A loro volta una parte dei sunniti passarono a sostenere il terrorismo jihadista. Non parliamo degli errori di Obama, guerrafondaio in Libia, malgrado le perplessità di Berlusconi, l’uccisione di Gheddafi ha avuto la conseguenza di destabilizzare totalmente quel Paese. Invece in Siria Obama è stato del tutto pacifista, non ha risposto come aveva minacciato all’impiego di bombe chimiche di Assad, ha lasciato campo libero a Putin e nel 2015 ha messo insieme una coalizione militare composta da truppe iraniane, hezbollah, milizie sciite, che ridiedero così il potere ad Hassad divenuto una marionetta nelle mani di Putin, che ha anche acquisito alcuni porti strategici. Non parliamo della Tunisia che è stata l’unica democrazia uscita tra le primavere arabe. Ma che è stata abbandonata a sé stessa e alla sua povertà dall’Italia, dalla Francia, dall’Unione Euopea e dagli USA. Anche in seguito a questa assenza oggi il potere è stato preso da un dittatore, ma con esso dobbiamo fare i conti come sostiene la Meloni, per evitare il peggio.

 

Ma qui veniamo al problema di fondo: l’Occidente non ha capito nulla di quello che avveniva con la fine del comunismo in Russia, diversamente da quello che sostiene la propaganda di Putin. Non c’è stata alcuna aggressività della Nato ai confini russi. Anzi la Germania e l’Italia hanno messo larga parte del fabbisogno energetico nelle mani di una Russia di Putin non più comunista ma ultra nazionalista. A loro volta gli Usa hanno spalancato le porte del WTO alla Cina estremamente aggressiva sul piano economico. In questo quadro l’Occidente ha anche smesso di far politica verso l’India e nei confronti dell’Africa. Invece la Cina ha investito sull’Africa enormi risorse economiche e la Russia altrettante forze su quello militare. 

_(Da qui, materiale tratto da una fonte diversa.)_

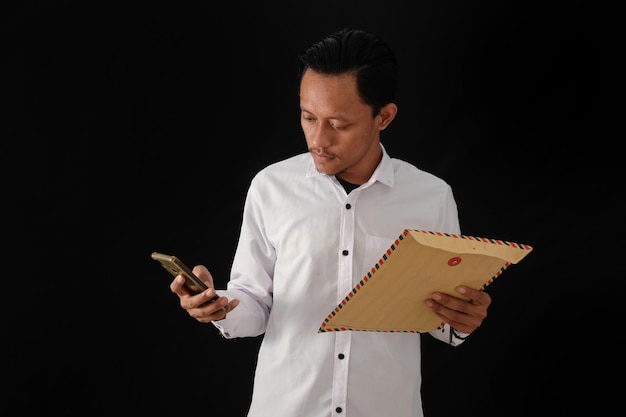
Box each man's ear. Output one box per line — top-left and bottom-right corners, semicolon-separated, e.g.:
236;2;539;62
378;103;398;130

L’ultimo campanello di allarme è ciò che è avvenuto nel Niger. Nel passato nella deprecata prima Repubblica Andreotti, Fanfani, Moro e Craxi facevano politica nel Mediterraneo e i servizi italiani avevano un’alta specializzazione in quell’area. Dopo di che tutto è stato abbandonato a sé stesso. Per questo l’iniziativa della Meloni ha fatto breccia in Europa e negli Usa malgrado l’handicap costituito dal suo punto di partenza molto spostato sui paesi di Visegraad, oggi però molto divisi sulla questione decisiva dei rapporti con Putin. Per questo sulla politica estera si dovrebbero realizzare convergenze basate fra la maggioranza e le varie forze di opposizione. Operazione assai difficile se la Schlein, con il suo nuovo maitre à penser Bersani, continua a inseguire Conte e i grillini sempre più pacifisti in versione putinista come del resto dimostra la linea del Fatto che in modo sempre più scoperto è diventato l’organo ufficioso dell’ambasciata russa in Italia.